Cheung a également défendu l'avion offert par le Qatar, affirmant qu'il était équipé de protocoles de sécurité de haut niveau.
Trump lui-même a reconnu la menace, déclarant aux journalistes qu'il y a une « menace tout le temps » contre sa vie et qu'il est « numéro un » sur la liste de l'Iran.
LES QUESTIONS SANS RÉPONSE
L'opération, bien que spectaculaire, soulève des questions.
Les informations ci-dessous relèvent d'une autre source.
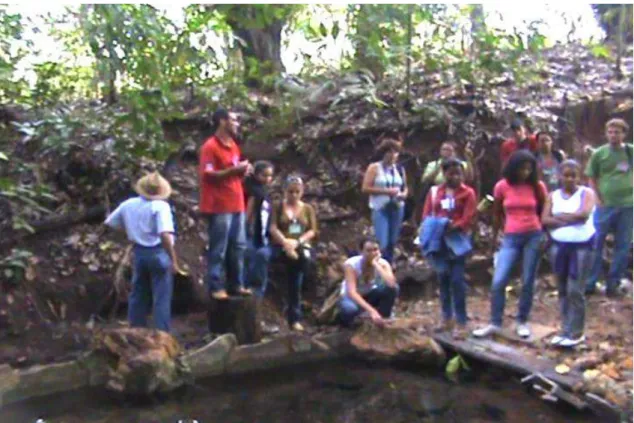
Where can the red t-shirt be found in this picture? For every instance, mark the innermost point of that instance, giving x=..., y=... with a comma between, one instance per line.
x=511, y=145
x=520, y=206
x=220, y=195
x=461, y=213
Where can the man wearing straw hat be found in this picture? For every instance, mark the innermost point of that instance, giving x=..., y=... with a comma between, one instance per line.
x=148, y=222
x=222, y=202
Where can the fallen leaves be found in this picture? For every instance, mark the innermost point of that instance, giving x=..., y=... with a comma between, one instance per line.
x=562, y=369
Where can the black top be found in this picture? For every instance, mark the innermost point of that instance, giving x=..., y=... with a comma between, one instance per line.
x=261, y=200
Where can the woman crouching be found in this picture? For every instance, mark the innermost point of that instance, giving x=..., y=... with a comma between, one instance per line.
x=293, y=227
x=568, y=216
x=369, y=286
x=455, y=201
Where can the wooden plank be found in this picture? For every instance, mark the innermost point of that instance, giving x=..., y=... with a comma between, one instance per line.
x=509, y=358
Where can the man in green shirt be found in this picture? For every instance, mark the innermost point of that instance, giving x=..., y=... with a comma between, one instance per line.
x=610, y=174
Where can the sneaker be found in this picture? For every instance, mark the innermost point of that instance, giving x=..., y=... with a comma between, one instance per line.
x=220, y=295
x=486, y=331
x=460, y=332
x=556, y=340
x=445, y=326
x=570, y=343
x=522, y=330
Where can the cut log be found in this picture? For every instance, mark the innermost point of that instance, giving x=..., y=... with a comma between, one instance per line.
x=237, y=315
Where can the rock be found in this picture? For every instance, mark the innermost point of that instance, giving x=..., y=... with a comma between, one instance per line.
x=330, y=310
x=211, y=359
x=396, y=342
x=43, y=380
x=142, y=361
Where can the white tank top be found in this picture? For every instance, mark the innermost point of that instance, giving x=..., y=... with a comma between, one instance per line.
x=580, y=232
x=386, y=177
x=356, y=263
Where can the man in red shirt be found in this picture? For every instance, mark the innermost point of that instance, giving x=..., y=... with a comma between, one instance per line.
x=222, y=202
x=520, y=140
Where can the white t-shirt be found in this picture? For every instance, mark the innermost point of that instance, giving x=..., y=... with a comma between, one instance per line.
x=356, y=263
x=143, y=220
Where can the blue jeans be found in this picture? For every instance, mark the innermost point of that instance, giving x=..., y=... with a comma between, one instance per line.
x=227, y=245
x=381, y=297
x=152, y=286
x=619, y=221
x=513, y=245
x=452, y=288
x=572, y=301
x=258, y=260
x=295, y=271
x=387, y=227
Pourquoi la menace iranienne était-elle considérée comme si crédible ? Comment Trump a-t-il été transféré du C-32A à l'Air Force One à son arrivée en Angleterre ? Le Washington Post n'a pas pu déterminer comment cette transition s'est opérée.
Le Pentagone a renvoyé les questions à la Maison-Blanche, qui est restée discrète.
L'opération de « déception » qui a permis à Donald Trump de quitter secrètement la Turquie est un témoignage de la paranoïa sécuritaire qui règne à la Maison-Blanche. Entre la menace iranienne, le stratagème du camion de restauration et le leurre de l'Air Force One, cette histoire a tout d'un thriller hollywoodien. Une chose est sûre : les ennemis de l'Amérique ont désormais compris que la Maison-Blanche est prête à tout pour protéger son président.